For further details on how to create an OIDC client with a secret, see Supported HPC Sites.

However, credentials can be stored as a Connection on Mantik. In this case, the above environment variables are not required.

Instead, the Connection UUID containing your credentials must be passed to the Python client, or to the CLI commands with the --connection-id flag.

Using the Connection is the preferred way to handle external credentials.

Optional Environment variables

When using the CLI to submit runs via command line or transfer files via Mantik’s Remote File Service, multiple project-related IDs are needed. To simplify this process and avoid specifying them as options each time you run a command, you can save these IDs as environment variables. These environment variables include:

  • MANTIK_PROJECT_ID

  • MANTIK_EXPERIMENT_REPOSITORY_ID

  • MANTIK_DATA_REPOSITORY_ID

  • MANTIK_CODE_REPOSITORY_ID

Example .env file

# .env

# Required environment variables for tracking to Mantik the MLflow server
export MANTIK_USERNAME=<user>
export MANTIK_PASSWORD='<password>'
export MLFLOW_TRACKING_URI=https://api.cloud.mantik.ai/tracking/
export MANTIK_API_URL=https://api.cloud.mantik.ai/

# Required environment variables for remote execution on HPC via UNICORE.
export MANTIK_COMPUTE_BUDGET_ACCOUNT=<compute project>

Important

  • The MLFLOW_TRACKING_URI and MANTIK_API_URL:

    • requires the https:// prefix,

    • has to be the base URL of the Mantik platform in the form https://<host>.<domain>, e.g. export MLFLOW_TRACKING_URI=https://api.cloud.mantik.ai/tracking.
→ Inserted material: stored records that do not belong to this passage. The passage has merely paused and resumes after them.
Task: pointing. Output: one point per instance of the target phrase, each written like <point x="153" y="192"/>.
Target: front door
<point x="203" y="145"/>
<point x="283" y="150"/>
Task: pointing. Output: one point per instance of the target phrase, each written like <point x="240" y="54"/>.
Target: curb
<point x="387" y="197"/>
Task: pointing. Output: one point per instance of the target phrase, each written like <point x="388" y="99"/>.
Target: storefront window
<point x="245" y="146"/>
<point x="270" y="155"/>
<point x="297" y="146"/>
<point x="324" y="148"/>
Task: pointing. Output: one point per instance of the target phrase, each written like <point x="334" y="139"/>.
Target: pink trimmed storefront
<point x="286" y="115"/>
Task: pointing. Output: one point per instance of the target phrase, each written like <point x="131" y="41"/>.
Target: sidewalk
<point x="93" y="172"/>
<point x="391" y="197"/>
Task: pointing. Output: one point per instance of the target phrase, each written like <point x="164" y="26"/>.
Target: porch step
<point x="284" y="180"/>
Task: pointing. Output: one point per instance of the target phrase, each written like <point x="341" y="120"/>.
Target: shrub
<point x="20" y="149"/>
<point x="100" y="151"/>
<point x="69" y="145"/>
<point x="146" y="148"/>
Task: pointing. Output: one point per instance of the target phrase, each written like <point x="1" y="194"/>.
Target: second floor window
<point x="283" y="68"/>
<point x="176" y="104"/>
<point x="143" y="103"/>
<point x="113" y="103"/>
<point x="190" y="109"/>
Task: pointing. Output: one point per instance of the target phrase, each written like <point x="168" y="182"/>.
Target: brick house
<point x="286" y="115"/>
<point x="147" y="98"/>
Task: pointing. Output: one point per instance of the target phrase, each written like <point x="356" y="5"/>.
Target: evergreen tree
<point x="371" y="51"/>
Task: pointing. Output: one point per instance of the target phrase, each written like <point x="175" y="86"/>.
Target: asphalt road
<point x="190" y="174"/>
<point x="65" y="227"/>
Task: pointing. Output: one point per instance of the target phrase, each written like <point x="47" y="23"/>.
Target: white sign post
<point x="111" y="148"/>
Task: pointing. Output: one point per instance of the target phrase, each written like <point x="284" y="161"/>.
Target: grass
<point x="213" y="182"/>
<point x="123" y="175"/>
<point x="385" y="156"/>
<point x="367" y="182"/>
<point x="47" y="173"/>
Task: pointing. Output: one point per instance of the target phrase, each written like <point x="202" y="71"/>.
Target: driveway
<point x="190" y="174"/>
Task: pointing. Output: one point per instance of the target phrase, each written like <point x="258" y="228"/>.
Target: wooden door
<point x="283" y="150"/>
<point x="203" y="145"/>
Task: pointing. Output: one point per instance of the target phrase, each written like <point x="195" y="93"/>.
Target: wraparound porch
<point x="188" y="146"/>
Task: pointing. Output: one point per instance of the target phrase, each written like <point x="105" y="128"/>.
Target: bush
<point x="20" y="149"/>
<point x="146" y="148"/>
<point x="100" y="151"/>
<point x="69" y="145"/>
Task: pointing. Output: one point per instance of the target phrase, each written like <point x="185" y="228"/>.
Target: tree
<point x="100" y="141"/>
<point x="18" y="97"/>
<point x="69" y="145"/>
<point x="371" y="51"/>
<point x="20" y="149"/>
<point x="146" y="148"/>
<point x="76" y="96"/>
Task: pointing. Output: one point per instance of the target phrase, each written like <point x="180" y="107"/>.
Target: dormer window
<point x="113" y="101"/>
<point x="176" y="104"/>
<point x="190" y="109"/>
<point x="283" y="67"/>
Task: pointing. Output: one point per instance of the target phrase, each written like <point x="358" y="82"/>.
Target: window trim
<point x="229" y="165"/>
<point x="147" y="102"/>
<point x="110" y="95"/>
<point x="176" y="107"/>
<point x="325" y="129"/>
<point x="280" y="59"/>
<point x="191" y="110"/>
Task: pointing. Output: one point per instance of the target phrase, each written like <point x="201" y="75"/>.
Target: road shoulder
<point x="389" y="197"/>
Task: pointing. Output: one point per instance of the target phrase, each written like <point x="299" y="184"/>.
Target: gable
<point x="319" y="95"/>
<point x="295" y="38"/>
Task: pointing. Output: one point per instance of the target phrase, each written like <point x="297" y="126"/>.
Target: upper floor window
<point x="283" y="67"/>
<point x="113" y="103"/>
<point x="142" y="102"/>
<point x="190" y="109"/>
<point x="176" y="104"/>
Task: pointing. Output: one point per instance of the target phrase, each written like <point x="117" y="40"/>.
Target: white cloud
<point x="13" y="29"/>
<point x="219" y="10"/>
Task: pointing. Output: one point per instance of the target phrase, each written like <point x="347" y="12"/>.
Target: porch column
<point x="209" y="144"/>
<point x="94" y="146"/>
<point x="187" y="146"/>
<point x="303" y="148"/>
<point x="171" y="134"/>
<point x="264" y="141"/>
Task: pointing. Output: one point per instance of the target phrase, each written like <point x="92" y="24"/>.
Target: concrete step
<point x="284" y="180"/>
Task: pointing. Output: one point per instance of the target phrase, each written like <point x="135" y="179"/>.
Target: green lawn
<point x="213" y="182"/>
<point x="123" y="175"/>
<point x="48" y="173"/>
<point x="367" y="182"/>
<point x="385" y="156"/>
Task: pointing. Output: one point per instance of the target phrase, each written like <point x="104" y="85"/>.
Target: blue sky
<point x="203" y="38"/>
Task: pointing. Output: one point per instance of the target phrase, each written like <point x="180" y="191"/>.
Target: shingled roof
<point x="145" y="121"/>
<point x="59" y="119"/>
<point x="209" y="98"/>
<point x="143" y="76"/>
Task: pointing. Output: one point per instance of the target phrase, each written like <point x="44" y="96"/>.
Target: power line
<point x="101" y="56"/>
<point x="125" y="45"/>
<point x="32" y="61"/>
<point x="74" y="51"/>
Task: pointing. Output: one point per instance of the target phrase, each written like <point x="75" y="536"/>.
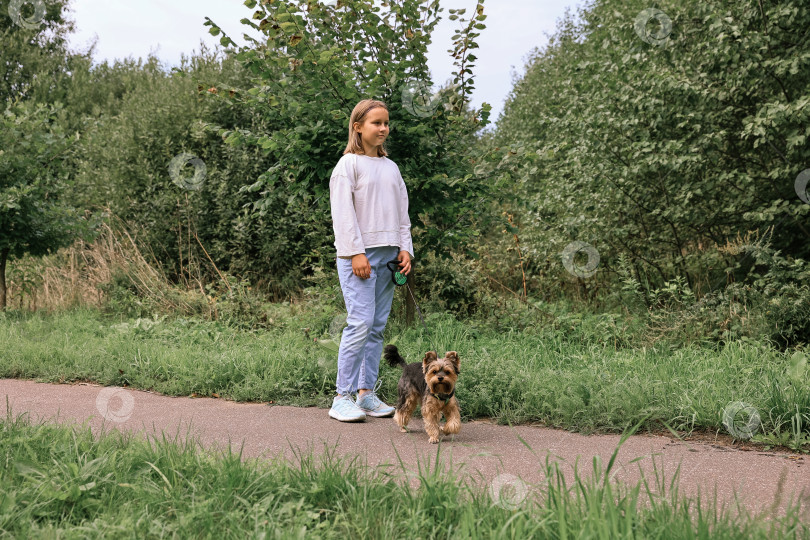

It’s important that the URI has to be the root path!

  • Set passwords into single quotes (’) to avoid it being interpreted as bash syntax.

Mantik Runtime Environment Variables

When submitting a run, the below environment variables are internally configured by Mantik and available in the run’s environment at runtime:

  • MANTIK_GIT_REF: Branch or commit of the Code Repository used for run submission

  • MANTIK_WORKING_DIRECTORY: Working directory of the run on the HPC site

  • MLFLOW_EXPERIMENT_ID: MLflow Experiment ID of the experiment the run was created for (not equal to the Mantik Experiment ID)

  • MLFLOW_RUN_ID: MLflow run ID of the run created by Mantik (not necessarily equal to the Mantik Run ID)

  • MLFLOW_RUN_NAME: Name of the MLflow run created by Mantik

  • MLFLOW_TRACKING_TOKEN: JWT used for authenticating at the Mantik and MLflow API

  • MLFLOW_TRACKING_URI: MLflow API URL of Mantik

Attention

The MLFLOW_TRACKING_USERNAME and MLFLOW_TRACKING_PASSWORD environment variables are automatically preferred over MLFLOW_TRACKING_TOKEN by the MLflow client when sending requests to the MLflow API. Thus, if those environment variables are set, requests to Mantik’s MLFlow API will fail since it expects the JWT set as MLFLOW_TRACKING_TOKEN.